Why do we deny or look the other way when someone is diagnosed with AD?

Is there anyone that could possibly wrap there mind around the fact that you have AD? 
How difficult is it for a spouse or any family member to accept that fact?  We can tell you that it sometimes can be very difficult to accept.  There are too many questions about the disease to accept it readily.  It doesn't have a red rash that changes your face.  It doesn't make you limp, or bend over holding your belly in pain.  It doesn't make you talk funny or pull your face to one side.  You can't have your chest cut open and be repaired.  Your hair doesn't even fall out.  In the early years there is just no change that can be seen by casual encounters.  You can't visit once in a while and notice that your Dad, Brother, Son or Uncle has changed any.  He still cracks those silly little jokes that he always has.  He still loves playing with the children like he has all his life.  He still hands you a little bouquet of flowers or a pretty rock he found outside the exact same as he always has.  And yes he does get upset now and then as he always has.  The only reason that I saw any change in my husband was the fact that we were in our motor home traveling 24/7 and it was just the two of us and you notice everything.  I never thought that was the reason for our making a colossal change in 2008, but things have a way of working out.  If we had not chosen to live this way, who knows how long it might have been before I noticed the changes that were happening.  I feel certain that I would not have noticed for a long time. 
     We saw the changes that took place in his dear Uncle that was diagnosed around the same age as Gerry was at his diagnoses.  We didn't see him often but the times we did see him I noticed changes in him.  I think maybe I noticed what other people chose not to notice or admit it if they did.  I believed our Aunt when she told us that he has AD.  I noticed that he was still the same sweet, happy man that we always knew.  I noticed that when he saw people that he loved he reached out his arms and hugged them tightly and was so glad to see them,  but never called them by name.  I noticed that when he saw old friends or people from the church he smiled and shook their hand so warmly and patted their shoulder and told them he was so glad to see them, but he never called them by name.  I noticed that when we all were around eating and talking constantly he sat back and smiled and most of the time he would nod off and nap while everything went on around him.   He would sit and listen to the family talk about the old days and he would nod and smile and agree with anything they said, but he never had any story of his own to tell, he was happy just to be there among the people he knew that he loved and loved him.  I noticed how as time went on he clung to his wife and had to be near her no matter what. 

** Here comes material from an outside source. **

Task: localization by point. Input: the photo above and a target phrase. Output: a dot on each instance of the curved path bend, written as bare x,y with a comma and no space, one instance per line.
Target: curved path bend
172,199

I wondered how she handled all the changes that she saw him go through during the 10 or so years since his diagnosis.  I know she loved him and clung to that love and to her faith in the Lord and had the support of her children and of the community.  What will I cling to as my husband goes down this road of living his life backward?  How will I deal with the changes that I will see in him?  That's what I need to learn - how to deal with the changes.
    So many people joke about it when they forget something or act silly and that's ok.  I just feel that to laugh it off when it is a serious matter is wrong.  We have found that a sense of humor helps in many instances.  I saw that too many family members denied the disease that took our Uncle.  Little did any of us know  just how many people in the family were going to be or already were affected by it.  We have learned that my husband's family has had this horrible disease afflict so many people, some we know had it, others we suspect had it by symptoms.  By now we do believe that it is a Genetic disease.  His Grandfather had 2 wives and 10 children by each wife.  Gerry is the only son of the eldest of the second 10 children.  From stories I've heard, Grandpa probably had AD, but was never diagnosed.  He lived to be 98 and suffered from Dementia for many years.  From the older set of children I only heard that one died from AD.  From the younger set, we know that a minimum of 3 have died from AD and there is a good possibility that 3 others may have. 
My husband's Mother has Dementia and has been on meds for seizures for several years.  AD has not been diagnosed but we spent 15 years living very close with her and I know that a lot of the symptoms of AD are present in her.  I've seen them first hand.  Of course those are also Dementia symptoms and I pray that is what it is.  Sadly we'll never know because Mom lives in a place that we can't visit and has been cut off from having contact with us.  This happened after my husbands diagnosis of AD.  I feel responsible for this and will share the blame, but will not carry it alone.  This is just as painful to my dear husband as it is for him to know that he is in a no win battle between himself and AD.